Masefield, best known for his poem Sea Fever which so memorably expresses the romance of seafaring life, wrote this book in the centenary year of Trafalgar and it represents fairly well that stage of contemporary academic research into naval life.
The earlier unqualified glorification of Britain’s naval success had changed, in particular by acknowledging the tough conditions and awful punishments that ordinary sailors experienced. Masefield’s research reflects this. It is interesting therefore to naval historians as a period piece, since current research has once again moved on and tends now to use personal letters and close analysis of naval administration records, to set the sailors’ lives in a wider social and historical context.
That being said, much of Masefield’s material, e.g. about ship design and armaments, is entirely valid still and his descriptions of the routines of shipboard life are at once convincing and eloquent he is above all a poet and the book should also appeal to readers with general enthusiasm for this important era in naval history.

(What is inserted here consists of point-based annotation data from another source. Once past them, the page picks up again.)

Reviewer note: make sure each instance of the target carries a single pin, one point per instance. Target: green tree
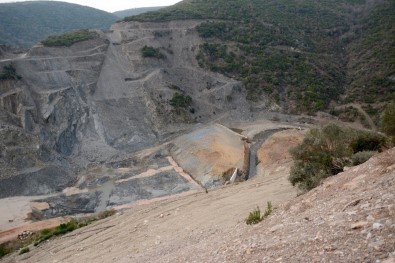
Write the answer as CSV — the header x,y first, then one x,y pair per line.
x,y
388,121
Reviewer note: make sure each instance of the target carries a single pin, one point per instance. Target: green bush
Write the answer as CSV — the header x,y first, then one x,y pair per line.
x,y
3,251
9,72
69,39
151,52
368,141
388,121
180,101
255,215
66,227
324,152
24,250
361,157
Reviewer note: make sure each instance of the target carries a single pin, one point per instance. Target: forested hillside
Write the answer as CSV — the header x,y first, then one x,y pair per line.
x,y
304,54
136,11
24,24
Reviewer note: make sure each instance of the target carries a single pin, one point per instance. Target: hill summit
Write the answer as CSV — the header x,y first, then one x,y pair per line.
x,y
23,24
306,55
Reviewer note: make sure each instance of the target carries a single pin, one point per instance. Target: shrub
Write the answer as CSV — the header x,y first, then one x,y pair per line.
x,y
361,157
319,156
367,141
255,215
151,52
388,121
24,250
65,228
68,39
3,251
324,152
180,101
9,72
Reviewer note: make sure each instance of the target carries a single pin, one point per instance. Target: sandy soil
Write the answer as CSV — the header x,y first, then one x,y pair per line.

The book is well illustrated with many paintings, charts and cartoons, often with several lines of explanatory comment, though unfortunately none of this text has been included in the very basic index. There is a bibliography, and limited references providing some insight into Masefield’s sources.
The writing is accessible and moving, with great respect for the life of the sailor. The book, given its reasonable price, would be a welcome gift for maritime historians and those with a more general love of the sea.